Archive for the ‘XgridDRMAA’ Category

Submitting jobs

Tuesday, June 20th, 2006

Two pieces of good news today.

First, the honorable Charlotte W. Woolard deemed my predicament of having multiple large software projects, a Monday Summer of Code check-in deadline, and a San Francisco move-out date of August 1 worthy of getting excused from a jury.

Which made possible the second piece: job submission, at least in its basic form, is working. Jobs with arguments—but not with stdin or environment settings—can be successfully submitted via XgridDRMAA.

It wasn’t too complicated. In short, this is what happens:

  1. The client code constructs a job template, as per the DRMAA spec, which includes details of the job like what command to run, what arguments to pass the command, etc.
  2. The client code then calls -[DRMAASession runJobWithJobTemplate:error:].
  3. The runJobWithJobTemplate:error: method does the fancy work.
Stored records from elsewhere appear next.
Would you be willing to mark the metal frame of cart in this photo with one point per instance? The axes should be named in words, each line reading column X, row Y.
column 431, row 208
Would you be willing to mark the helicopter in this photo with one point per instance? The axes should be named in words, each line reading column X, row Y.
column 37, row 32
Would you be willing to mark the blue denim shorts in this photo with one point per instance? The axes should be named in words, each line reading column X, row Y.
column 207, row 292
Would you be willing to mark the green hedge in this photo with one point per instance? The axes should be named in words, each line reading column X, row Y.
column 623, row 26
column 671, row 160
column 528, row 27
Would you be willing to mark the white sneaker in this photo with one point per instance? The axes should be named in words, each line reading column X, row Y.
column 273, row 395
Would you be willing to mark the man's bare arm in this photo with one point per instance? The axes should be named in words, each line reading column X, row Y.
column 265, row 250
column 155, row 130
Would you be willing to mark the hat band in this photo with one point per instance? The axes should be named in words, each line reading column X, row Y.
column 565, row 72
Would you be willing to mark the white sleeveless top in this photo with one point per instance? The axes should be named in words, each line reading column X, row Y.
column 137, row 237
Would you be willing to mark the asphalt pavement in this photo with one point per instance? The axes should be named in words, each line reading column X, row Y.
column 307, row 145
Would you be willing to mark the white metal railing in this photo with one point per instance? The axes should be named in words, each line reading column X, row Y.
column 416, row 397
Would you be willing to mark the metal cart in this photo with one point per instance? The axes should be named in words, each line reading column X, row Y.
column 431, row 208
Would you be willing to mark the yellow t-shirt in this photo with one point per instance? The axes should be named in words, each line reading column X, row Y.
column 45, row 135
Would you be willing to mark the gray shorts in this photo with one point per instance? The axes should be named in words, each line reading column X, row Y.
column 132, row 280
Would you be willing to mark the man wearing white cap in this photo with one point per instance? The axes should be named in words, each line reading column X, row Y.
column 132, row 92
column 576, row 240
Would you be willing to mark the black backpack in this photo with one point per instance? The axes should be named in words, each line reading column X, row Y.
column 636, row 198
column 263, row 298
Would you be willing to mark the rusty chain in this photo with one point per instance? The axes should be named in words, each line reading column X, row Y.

It first asks the job template instance (which is actually an instance of the subclass XgridDRMAAJobTemplate) for an Xgrid-style job specification dictionary. It passes this on, via Distributed Objects, to a helper method.
  4. The helper method, submitXgridJobWithSpecification:, submits the job using -[XGController performSubmitJobActionWithJobSpecification:gridIdentifier:], getting back an XGActionMonitor instance. It runs the run loop on the secondary thread until either failure or success has been recorded. If successful, the job identifier is returned from the results dictionary; if not, a NSError instance is generated in the DRMAAError domain, encapsulating the BEEP error generated by Xgrid.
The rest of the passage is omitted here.